Wie es jetzt weiter geht… ? Tja, wenn ich das wüsste. Die potentielle Bezugsperson hat gestern Abend noch angerufen. Er war im Auto auf dem Weg in die Heimat und ich saß noch im Arztzimmer. Und das oben Gesagte war dann nach vielen Tränen das Resultat. 


 

„Mondkind, Du leidest wie ein Hund unter all dem was passiert ist – Du brauchst jetzt ganz dringend einen Therapeuten. Und irgendwie hat man das Gefühl, Du willst das überhaupt nicht…“ „Will ich auch eigentlich nicht…“, habe ich ihm geantwortet. „Da kommen dann wieder Leute und erzählen etwas von Vertrauensvorschuss und dann – wenn es wirklich wichtig wird, wenn es darum geht, ob die Mondkind wieder untergraben wird, weil sie genau ein Mal nicht das getan hat, was man von ihr erwartet, dann lässt man die Mondkind einfach stehen. Wirklich, das mit dieser Verlegung auf die Geschlossene… und ich hatte keine Möglichkeit mehr mich zu erklären, die haben mir ihre Begründung gar nicht erst gesagt, weil die wussten, dass sie die nicht halten können – da wäre der Herr Therapeut wichtig gewesen und genau da habe ich wochenlang nichts mehr gehört. Und das Einzige und Letzte das ich gehört habe war, dass er nicht mehr für mich da sein kann. Wirklich, ich kann nicht mehr.“

„Mondkind, Stop“, habe ich dann nur von ihm vernommen. Er hat mir zugestimmt, dass er – auch in seiner eigenen Psychiatrie – Karriere - selten eine so desaströse Entlassung erlebt hat, an der ich sicher nicht ganz unschuldig war, wie er immer betont, aber die im Gesamten sicher traumatisierend war. „Aber Mondkind – und das gilt für viele Lebensbereiche: Du kannst die Gegenwart nicht mit der Vergangenheit argumentieren. Das können wir uns nicht mehr leisten. Es ist mir völlig egal, wann Dir was passiert ist. Was Deine Eltern getan haben, oder auch nicht, was Deine Therapeuten getan haben, oder auch nicht. Du musst Dich jetzt bewegen. Du brauchst einen Therapeuten, Du musst jetzt Gott verdammt mal Fahrstunden nehmen und Dir ein Auto zulegen…“
Auf der einen Seite fühle ich mich damit so unverstanden. Auf der anderen Seite weiß ich: Er hat im Kern Recht. Ich komme nur aus dem Leid raus, wenn ich mich bewege. Ich kann das was passiert ist, nicht mehr rückgängig machen. Ich kann Dich nicht mehr lebendig machen, ich bekomme den Herrn Therapeuten nicht zurück. Aber ich kann mich bemühen nicht nochmal so viel falsch zu machen. Ich kann mich bemühen, glücklicher zu werden. Ich kann mich bemühen Schritt für Schritt die Suizidalität loszulassen, weil das für alle Beteiligten nur scheiße ist.
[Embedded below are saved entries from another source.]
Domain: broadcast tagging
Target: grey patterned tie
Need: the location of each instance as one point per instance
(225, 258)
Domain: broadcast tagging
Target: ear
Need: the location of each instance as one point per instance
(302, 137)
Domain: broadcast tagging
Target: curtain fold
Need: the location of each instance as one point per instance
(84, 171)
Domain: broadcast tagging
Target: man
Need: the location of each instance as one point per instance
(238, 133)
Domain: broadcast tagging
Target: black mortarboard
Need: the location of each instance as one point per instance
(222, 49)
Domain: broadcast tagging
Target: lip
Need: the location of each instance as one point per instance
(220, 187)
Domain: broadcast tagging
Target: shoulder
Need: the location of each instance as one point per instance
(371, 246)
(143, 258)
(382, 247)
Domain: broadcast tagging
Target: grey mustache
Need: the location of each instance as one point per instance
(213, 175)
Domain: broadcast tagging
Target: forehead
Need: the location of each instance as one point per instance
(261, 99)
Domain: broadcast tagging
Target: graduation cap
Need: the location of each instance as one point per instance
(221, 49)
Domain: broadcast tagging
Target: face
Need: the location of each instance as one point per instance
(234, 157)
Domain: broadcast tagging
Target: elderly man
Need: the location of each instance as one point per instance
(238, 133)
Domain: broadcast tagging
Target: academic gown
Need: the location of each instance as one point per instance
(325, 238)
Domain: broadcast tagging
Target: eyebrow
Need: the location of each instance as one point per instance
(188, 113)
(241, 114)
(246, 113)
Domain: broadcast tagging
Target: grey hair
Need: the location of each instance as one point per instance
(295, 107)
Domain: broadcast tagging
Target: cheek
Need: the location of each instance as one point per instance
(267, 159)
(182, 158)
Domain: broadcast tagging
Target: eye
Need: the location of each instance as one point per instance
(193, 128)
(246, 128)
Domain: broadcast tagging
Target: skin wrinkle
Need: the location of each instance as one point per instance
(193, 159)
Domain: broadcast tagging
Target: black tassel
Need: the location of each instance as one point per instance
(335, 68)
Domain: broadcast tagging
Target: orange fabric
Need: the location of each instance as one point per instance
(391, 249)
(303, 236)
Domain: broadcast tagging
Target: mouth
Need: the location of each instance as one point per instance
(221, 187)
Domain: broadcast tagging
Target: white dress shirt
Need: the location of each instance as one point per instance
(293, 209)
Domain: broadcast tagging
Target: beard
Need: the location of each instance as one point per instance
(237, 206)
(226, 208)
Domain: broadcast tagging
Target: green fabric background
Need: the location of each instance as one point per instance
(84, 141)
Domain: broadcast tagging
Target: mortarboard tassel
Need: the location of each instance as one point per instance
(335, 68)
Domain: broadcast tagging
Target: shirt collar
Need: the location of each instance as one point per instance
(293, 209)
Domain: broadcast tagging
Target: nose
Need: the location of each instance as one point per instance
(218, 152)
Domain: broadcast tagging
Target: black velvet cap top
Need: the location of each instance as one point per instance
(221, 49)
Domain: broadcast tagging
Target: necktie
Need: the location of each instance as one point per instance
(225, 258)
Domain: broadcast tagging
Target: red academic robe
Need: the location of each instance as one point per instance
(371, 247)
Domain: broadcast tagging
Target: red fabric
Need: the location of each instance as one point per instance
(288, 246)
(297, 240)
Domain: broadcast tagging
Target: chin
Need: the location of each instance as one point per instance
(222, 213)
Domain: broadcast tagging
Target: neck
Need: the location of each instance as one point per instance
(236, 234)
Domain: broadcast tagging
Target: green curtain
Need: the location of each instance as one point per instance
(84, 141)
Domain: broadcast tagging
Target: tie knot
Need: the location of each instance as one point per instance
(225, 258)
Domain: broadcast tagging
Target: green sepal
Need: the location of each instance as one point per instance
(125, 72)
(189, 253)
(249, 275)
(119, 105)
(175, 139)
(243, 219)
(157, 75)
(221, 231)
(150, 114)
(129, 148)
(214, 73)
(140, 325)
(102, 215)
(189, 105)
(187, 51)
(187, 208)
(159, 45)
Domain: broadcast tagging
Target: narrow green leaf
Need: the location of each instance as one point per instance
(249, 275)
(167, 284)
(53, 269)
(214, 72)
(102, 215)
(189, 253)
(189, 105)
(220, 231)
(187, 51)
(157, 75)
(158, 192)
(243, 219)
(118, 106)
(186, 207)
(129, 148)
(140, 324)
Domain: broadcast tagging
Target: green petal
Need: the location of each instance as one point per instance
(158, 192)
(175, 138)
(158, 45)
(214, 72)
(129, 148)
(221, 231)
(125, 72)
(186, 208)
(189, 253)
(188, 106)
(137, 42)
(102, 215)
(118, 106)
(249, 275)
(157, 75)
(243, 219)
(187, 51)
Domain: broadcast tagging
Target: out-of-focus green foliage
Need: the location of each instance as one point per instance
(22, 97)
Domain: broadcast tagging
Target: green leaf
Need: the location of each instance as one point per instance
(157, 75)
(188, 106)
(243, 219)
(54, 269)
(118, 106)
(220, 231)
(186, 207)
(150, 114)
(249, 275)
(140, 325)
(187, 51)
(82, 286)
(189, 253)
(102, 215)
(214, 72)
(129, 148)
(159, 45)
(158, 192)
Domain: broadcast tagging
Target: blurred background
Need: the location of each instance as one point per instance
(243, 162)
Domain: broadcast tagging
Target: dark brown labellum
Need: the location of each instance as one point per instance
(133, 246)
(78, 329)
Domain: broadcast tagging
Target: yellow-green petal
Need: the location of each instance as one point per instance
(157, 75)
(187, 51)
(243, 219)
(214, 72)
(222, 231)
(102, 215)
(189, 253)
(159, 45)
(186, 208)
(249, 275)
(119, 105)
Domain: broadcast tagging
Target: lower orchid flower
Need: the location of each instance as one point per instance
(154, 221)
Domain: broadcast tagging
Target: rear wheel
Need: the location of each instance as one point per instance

Und weißt Du was… - es ist schwierig auf dem Boden einer Krise nicht mehr mit der Suizidalität zu argumentieren. Nicht mehr zu sagen: Vielleicht ist das ja jetzt hier das Ende.
Und es ist noch schwerer einem Menschen ein Stück weit zu vertrauen, der im Sommer für so viel Leid gesorgt hat. Und ein bisschen bin ich immer noch vorsichtig und versuche seine Ansprüche zumindest ein bisschen zu erfüllen. Ich hoffe, er bleibt noch ein bisschen.

Und irgendwie… - fehlen mir ein bisschen die Worte für all den Schmerz. Ich hätte einfach nicht gedacht, dass meine ganzen Insuffizienzen Dich irgendwann umbringen. Das ist so das Ding. Es ist so unfair, dass Dein Sterben mein Aufwachen wird. Ein bisschen zumindest. Und es ist eine krass große Verantwortung, dieses Leben hier. Weil es ein bisschen für uns beide ist.
Und ich hoffe… - ich hoffe wir sehen uns irgendwann. Und ich hoffe, ich fühle irgendwann wieder Deine Arme auf meinem Rücken.